I have a question about how rebasing works in git, in part because whenever I ask other devs questions about it I get vague, abstract, high level "architect-y speak" that doesn't make a whole lot of sense to me.

It sounds as if rebasing "replays" commits, one after another (so sequentially) from the source branch over the changes in my working branch, is this the case? So if I have a feature branch, say, feature/xyz-123 that was cut from develop originally, and then I rebase from origin/develop, then it replays all the commits made to develop since I branched off of it. Furthermore, it does so, one develop commit at a time, until all the changes have been "replayed" into my feature branch, yes?

If anything I have said above is incorrect or misled, please begin by correcting me! But assuming I'm more or less correct, I'm not seeing how this is any different than merging in changes from develop by doing a git merge develop. Don't both methods result with all the latest changes from develop making their way into feature/xyz-123?

I'm sure this is not the case but I'm just not seeing the forest through the trees here. If someone could give a concrete example (with perhaps some mock commits and git command line invocations) I might be able to understand the difference in how rebase works versus a merge. Thanks in advance!


Solution

  • RomainValeri's answer covers a lot of this, but let me add a few more items:

    • "Replaying" a commit is a matter of running git cherry-pick or doing something equivalent. Some versions of git rebase literally do run git cherry-pick and if you want to think about how rebase works, that's the concrete piece to consider. (If you want to get into all the side details, the other principal way to "copy" a commit is to use git format-patch and git am: this goes faster because it doesn't handle renames properly. So the cherry-pick method is normally better. It was not the default until relatively recently, though, except for interactive rebases and any rebases that used the interactive machinery.)

    • Merge commits literally cannot be cherry-picked, so when using git rebase --rebase-merges, Git can't do that. Instead, Git will re-perform the merges. That is, Git figures out, at the start of the rebase operation, which commits are ordinary (single-parent) commits that can be cherry-picked, and which ones are merges with two or more parents. It then lays out, in the interactive rebase script—this particular kind of rebase always uses the interactive machinery—the special extra commands that interactive rebase needs in order to run git merge again. You can see these commands by adding --interactive to your rebase command. Be careful if you edit them: they have to be run in the right order for everything to work.

    • If you have merge commits that git rebase would need to "replay", and you don't use --rebase-merges, git rebase simply drops these merge commits entirely. The result is ... often not good. 😀 But if you did a merge that you did not mean to do, and want to do a rebase instead, it actually is good: this strips out the final merge.

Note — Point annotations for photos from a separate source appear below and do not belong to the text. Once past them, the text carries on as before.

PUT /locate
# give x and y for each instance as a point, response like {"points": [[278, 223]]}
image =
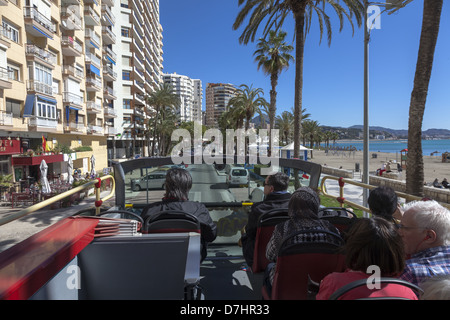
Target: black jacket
{"points": [[207, 226], [272, 201]]}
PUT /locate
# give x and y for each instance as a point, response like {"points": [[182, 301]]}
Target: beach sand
{"points": [[433, 165]]}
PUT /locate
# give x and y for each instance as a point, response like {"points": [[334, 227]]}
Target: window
{"points": [[126, 32], [10, 32], [125, 75], [126, 103], [13, 71], [13, 106]]}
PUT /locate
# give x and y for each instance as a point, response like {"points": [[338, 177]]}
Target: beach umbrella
{"points": [[92, 165], [44, 181], [70, 170]]}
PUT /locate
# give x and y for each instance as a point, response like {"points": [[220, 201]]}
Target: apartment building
{"points": [[190, 93], [55, 83], [217, 97], [139, 68]]}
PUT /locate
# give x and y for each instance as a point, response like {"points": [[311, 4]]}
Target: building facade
{"points": [[217, 97], [74, 73], [190, 93], [139, 67]]}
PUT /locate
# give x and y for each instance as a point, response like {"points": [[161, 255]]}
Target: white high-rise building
{"points": [[139, 65], [190, 93]]}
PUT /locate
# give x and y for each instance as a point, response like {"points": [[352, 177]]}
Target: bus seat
{"points": [[364, 294], [171, 221], [341, 218], [299, 263], [266, 224]]}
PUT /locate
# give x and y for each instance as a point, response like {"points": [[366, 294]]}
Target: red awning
{"points": [[33, 161]]}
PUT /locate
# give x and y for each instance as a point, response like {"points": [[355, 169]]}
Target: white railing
{"points": [[69, 41], [33, 13], [36, 121], [5, 118], [41, 53], [72, 98], [33, 85]]}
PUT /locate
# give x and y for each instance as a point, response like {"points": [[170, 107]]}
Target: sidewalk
{"points": [[19, 230]]}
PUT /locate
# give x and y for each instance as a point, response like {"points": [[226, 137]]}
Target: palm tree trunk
{"points": [[272, 107], [428, 38], [299, 14]]}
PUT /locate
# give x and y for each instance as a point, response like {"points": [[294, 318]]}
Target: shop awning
{"points": [[34, 161]]}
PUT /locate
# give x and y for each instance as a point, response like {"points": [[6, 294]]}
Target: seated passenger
{"points": [[383, 202], [425, 230], [178, 183], [369, 242], [275, 196], [303, 213]]}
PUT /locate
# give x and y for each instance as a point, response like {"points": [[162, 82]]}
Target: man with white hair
{"points": [[425, 230]]}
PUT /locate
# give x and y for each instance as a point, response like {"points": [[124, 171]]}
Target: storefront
{"points": [[8, 148]]}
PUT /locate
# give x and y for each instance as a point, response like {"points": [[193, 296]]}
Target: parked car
{"points": [[237, 176], [153, 180]]}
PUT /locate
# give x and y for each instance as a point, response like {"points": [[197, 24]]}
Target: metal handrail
{"points": [[96, 183], [341, 199]]}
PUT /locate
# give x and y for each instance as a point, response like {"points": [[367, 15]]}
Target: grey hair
{"points": [[431, 215]]}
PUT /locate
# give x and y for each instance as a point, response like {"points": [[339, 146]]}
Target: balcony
{"points": [[75, 127], [39, 87], [40, 123], [108, 36], [5, 118], [110, 55], [4, 79], [91, 17], [92, 38], [109, 112], [70, 18], [71, 47], [93, 84], [93, 107], [37, 24], [72, 99], [69, 70], [40, 55], [108, 17], [91, 58], [96, 130], [109, 93], [109, 74], [5, 36]]}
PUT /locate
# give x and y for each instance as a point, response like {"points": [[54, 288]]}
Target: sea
{"points": [[429, 147]]}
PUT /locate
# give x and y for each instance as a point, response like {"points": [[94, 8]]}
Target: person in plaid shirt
{"points": [[425, 230]]}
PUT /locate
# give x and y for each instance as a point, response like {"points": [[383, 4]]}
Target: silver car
{"points": [[153, 180]]}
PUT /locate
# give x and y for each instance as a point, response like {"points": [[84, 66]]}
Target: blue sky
{"points": [[199, 42]]}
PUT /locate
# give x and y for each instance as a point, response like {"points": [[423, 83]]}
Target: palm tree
{"points": [[247, 102], [430, 29], [273, 56], [163, 97], [276, 11], [284, 124]]}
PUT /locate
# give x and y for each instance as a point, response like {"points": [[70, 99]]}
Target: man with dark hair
{"points": [[177, 185], [275, 196]]}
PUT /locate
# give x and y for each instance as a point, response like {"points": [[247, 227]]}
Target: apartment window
{"points": [[10, 31], [126, 32], [125, 75], [13, 106], [13, 71], [43, 74]]}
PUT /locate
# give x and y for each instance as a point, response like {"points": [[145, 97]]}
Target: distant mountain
{"points": [[354, 131]]}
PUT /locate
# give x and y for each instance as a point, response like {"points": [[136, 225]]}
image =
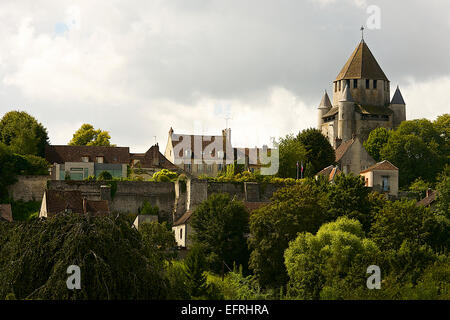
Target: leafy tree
{"points": [[23, 134], [402, 220], [376, 141], [417, 149], [336, 257], [319, 152], [34, 257], [293, 209], [220, 225], [88, 136], [195, 265], [291, 151]]}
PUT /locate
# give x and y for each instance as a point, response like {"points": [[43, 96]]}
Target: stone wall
{"points": [[28, 188]]}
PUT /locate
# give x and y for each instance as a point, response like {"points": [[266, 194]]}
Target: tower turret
{"points": [[324, 107], [346, 107], [398, 105]]}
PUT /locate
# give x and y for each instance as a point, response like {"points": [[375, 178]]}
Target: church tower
{"points": [[361, 100]]}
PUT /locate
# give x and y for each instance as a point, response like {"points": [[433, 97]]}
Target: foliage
{"points": [[418, 149], [402, 220], [338, 255], [376, 141], [291, 151], [164, 175], [293, 209], [23, 134], [220, 225], [34, 257], [319, 152], [88, 136]]}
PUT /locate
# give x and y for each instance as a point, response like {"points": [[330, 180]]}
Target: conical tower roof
{"points": [[325, 103], [362, 64], [397, 98]]}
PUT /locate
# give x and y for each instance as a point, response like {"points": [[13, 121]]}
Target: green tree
{"points": [[220, 225], [23, 134], [291, 151], [336, 257], [319, 152], [376, 141], [293, 209], [34, 257], [195, 265], [88, 136]]}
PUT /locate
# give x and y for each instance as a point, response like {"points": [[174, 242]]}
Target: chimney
{"points": [[84, 205]]}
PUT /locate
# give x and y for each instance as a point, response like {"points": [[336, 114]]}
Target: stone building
{"points": [[361, 100], [361, 103]]}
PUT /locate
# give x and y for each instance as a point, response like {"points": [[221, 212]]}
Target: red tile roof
{"points": [[383, 165], [62, 154]]}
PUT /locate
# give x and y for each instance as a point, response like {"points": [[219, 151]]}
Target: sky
{"points": [[136, 68]]}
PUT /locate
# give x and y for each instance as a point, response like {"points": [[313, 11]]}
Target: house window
{"points": [[385, 183]]}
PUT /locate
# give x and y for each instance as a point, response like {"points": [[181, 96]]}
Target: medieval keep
{"points": [[361, 102]]}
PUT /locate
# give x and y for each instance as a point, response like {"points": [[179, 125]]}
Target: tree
{"points": [[35, 255], [319, 152], [88, 136], [291, 151], [402, 220], [418, 149], [23, 134], [337, 257], [376, 141], [294, 209], [195, 264], [220, 225]]}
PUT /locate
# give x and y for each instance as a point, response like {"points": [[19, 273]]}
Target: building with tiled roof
{"points": [[361, 100], [58, 201], [382, 177]]}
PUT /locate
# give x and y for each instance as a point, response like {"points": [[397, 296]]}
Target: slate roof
{"points": [[5, 212], [343, 148], [397, 98], [383, 165], [362, 65], [428, 200], [62, 154]]}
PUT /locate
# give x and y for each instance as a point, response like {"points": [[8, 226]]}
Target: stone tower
{"points": [[361, 100]]}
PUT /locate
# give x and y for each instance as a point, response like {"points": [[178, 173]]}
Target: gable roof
{"points": [[383, 165], [62, 154], [362, 64], [343, 148], [184, 218], [6, 212]]}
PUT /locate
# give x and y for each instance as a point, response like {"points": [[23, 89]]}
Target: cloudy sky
{"points": [[138, 67]]}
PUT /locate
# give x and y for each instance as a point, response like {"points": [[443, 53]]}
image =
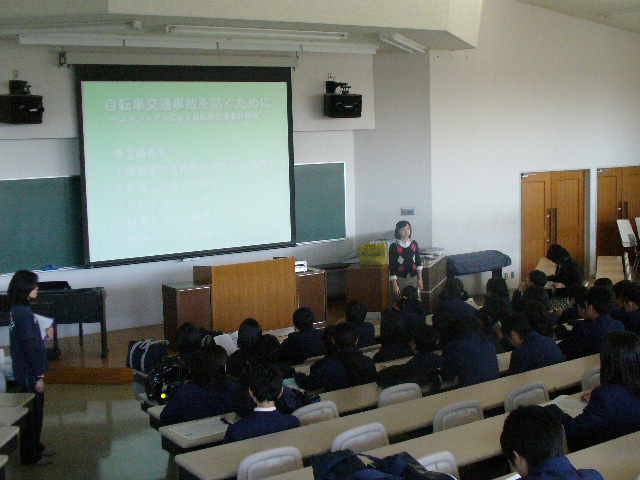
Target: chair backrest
{"points": [[362, 438], [591, 378], [269, 463], [443, 462], [457, 414], [399, 393], [317, 412], [530, 394]]}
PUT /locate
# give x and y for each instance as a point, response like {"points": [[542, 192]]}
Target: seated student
{"points": [[411, 309], [452, 302], [305, 342], [208, 393], [587, 336], [618, 311], [614, 407], [536, 279], [533, 441], [344, 366], [394, 338], [631, 299], [188, 340], [248, 334], [467, 354], [355, 313], [531, 350], [265, 386], [422, 368]]}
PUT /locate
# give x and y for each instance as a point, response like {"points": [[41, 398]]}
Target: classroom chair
{"points": [[317, 412], [399, 393], [269, 463], [362, 438], [443, 462], [591, 379], [457, 414], [530, 394]]}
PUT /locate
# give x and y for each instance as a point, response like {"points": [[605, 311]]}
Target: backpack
{"points": [[169, 373]]}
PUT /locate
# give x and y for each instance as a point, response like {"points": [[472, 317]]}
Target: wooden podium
{"points": [[263, 290]]}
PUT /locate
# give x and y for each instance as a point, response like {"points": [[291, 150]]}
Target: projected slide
{"points": [[175, 167]]}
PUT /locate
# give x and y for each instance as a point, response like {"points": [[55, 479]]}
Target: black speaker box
{"points": [[342, 105], [21, 109]]}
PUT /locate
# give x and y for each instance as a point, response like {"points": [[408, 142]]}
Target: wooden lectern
{"points": [[263, 290]]}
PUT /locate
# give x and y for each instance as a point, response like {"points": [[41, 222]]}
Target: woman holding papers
{"points": [[30, 363]]}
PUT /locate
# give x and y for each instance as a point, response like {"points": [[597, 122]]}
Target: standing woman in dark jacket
{"points": [[30, 363]]}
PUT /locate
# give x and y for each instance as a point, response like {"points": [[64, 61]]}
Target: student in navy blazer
{"points": [[588, 335], [467, 354], [265, 386], [614, 407], [533, 442], [305, 342], [531, 350]]}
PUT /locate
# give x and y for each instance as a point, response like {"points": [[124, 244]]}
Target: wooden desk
{"points": [[616, 459], [222, 461]]}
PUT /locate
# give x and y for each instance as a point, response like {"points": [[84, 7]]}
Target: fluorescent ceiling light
{"points": [[252, 33], [90, 27], [404, 43]]}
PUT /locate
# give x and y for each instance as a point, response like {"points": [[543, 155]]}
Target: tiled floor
{"points": [[98, 432]]}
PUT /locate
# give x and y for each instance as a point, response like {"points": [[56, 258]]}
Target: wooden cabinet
{"points": [[185, 302], [312, 292], [618, 197], [370, 285]]}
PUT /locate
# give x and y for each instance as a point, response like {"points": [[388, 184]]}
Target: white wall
{"points": [[51, 149], [543, 91], [392, 162]]}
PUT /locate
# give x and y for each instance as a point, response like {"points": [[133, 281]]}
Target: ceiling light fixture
{"points": [[404, 43]]}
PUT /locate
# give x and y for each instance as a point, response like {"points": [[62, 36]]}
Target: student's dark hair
{"points": [[557, 254], [248, 333], [601, 299], [399, 225], [620, 361], [454, 289], [534, 433], [425, 338], [303, 318], [188, 338], [620, 286], [20, 286], [604, 282], [265, 382], [632, 294], [393, 330], [516, 322], [267, 349], [328, 338], [207, 367], [355, 311], [536, 314], [538, 277], [497, 287]]}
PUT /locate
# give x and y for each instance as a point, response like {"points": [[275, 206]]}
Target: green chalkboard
{"points": [[40, 223], [320, 202]]}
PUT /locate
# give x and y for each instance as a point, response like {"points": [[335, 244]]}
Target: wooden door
{"points": [[552, 212], [567, 198], [609, 210], [536, 202]]}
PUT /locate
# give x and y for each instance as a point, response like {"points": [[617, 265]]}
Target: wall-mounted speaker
{"points": [[342, 105], [21, 109]]}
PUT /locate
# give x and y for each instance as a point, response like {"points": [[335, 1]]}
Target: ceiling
{"points": [[623, 14]]}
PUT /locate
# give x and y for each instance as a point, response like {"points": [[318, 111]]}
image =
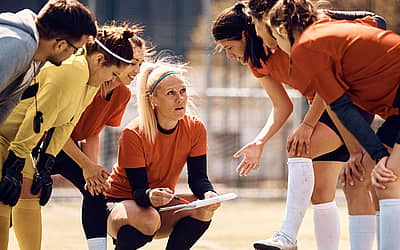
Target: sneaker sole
{"points": [[258, 246]]}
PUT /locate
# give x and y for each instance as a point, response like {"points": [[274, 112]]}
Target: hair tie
{"points": [[112, 53], [160, 79], [239, 8]]}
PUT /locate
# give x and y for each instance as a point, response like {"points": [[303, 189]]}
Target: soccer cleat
{"points": [[279, 241]]}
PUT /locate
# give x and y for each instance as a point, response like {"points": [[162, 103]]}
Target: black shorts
{"points": [[341, 153], [389, 131]]}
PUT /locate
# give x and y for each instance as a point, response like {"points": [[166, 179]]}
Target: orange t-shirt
{"points": [[337, 57], [164, 160], [277, 66], [102, 113]]}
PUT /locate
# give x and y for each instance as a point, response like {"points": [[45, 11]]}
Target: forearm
{"points": [[91, 147], [355, 123], [73, 151], [25, 138], [282, 107]]}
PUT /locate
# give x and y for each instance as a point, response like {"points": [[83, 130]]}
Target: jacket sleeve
{"points": [[16, 55]]}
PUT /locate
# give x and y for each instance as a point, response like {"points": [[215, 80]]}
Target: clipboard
{"points": [[200, 203]]}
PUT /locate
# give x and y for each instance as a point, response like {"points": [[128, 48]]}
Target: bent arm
{"points": [[282, 107]]}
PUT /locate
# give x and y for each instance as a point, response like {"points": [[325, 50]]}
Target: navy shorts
{"points": [[341, 153]]}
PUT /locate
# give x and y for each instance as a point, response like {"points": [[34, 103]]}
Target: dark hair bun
{"points": [[127, 34], [239, 6]]}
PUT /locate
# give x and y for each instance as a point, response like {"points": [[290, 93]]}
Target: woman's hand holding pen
{"points": [[160, 196], [213, 207]]}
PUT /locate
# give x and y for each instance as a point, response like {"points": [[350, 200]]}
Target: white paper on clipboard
{"points": [[200, 203]]}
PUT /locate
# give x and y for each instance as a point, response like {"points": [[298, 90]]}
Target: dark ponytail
{"points": [[231, 24], [293, 15]]}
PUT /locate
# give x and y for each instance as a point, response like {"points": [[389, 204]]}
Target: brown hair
{"points": [[118, 39], [231, 23], [293, 15], [65, 19], [257, 8]]}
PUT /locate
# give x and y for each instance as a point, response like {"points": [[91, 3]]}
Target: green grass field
{"points": [[236, 224]]}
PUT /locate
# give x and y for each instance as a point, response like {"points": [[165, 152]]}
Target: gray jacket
{"points": [[19, 40]]}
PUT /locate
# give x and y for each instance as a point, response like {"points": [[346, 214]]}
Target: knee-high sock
{"points": [[186, 233], [300, 187], [94, 221], [378, 229], [326, 226], [27, 223], [99, 243], [389, 224], [5, 215], [362, 231]]}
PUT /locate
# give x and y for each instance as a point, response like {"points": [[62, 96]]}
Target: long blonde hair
{"points": [[149, 75]]}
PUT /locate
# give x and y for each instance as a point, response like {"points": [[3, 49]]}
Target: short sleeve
{"points": [[116, 117], [255, 72], [321, 74], [131, 151], [199, 145]]}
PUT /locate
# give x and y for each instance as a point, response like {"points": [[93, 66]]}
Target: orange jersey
{"points": [[102, 113], [277, 66], [337, 57], [164, 160]]}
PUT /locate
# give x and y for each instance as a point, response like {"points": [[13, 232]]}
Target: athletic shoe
{"points": [[279, 241]]}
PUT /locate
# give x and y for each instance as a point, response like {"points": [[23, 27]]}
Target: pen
{"points": [[176, 197]]}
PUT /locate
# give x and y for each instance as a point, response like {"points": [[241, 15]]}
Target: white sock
{"points": [[362, 231], [300, 187], [389, 224], [326, 226], [378, 230], [99, 243]]}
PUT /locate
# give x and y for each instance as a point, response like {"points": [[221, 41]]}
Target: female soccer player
{"points": [[234, 32], [348, 70], [64, 93], [153, 150], [80, 164]]}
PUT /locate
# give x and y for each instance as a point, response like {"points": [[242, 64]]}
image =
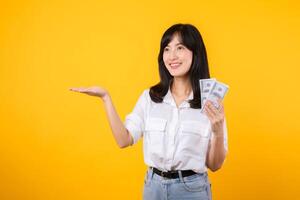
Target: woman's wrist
{"points": [[106, 98]]}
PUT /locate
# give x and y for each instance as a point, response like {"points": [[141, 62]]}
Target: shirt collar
{"points": [[168, 98]]}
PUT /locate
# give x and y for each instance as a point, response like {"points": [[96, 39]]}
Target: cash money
{"points": [[206, 86], [218, 92], [212, 90]]}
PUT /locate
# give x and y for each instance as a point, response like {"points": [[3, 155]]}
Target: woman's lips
{"points": [[175, 65]]}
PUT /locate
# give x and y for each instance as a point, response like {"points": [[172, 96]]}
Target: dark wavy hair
{"points": [[192, 39]]}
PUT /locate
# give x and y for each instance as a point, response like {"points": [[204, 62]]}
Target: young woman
{"points": [[179, 141]]}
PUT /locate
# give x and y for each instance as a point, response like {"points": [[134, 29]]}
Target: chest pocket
{"points": [[194, 138], [155, 129], [195, 128]]}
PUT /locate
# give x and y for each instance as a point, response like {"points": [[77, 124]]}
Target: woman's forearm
{"points": [[119, 131], [217, 153]]}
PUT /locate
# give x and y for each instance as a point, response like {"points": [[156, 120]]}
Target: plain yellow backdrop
{"points": [[57, 144]]}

    The TL;DR version of this is: both are complicated. Using git merge often makes one (1) new merge commit, that combines work. Using git rebase copies, as if by cherry-pick, many commits, and abandons the old (and lousy?) commits for the new-and-improved copies.

    When using either git cherry-pick or git merge, merge conflicts can occur. Git 2.33 is likely to have git rerere enabled by default, so that any previous resolution for some particular merge conflict will be picked up automatically and re-used. Currently you must enable this manually. The way rerere works is a bit complicated; it's worth reading through this blog entry.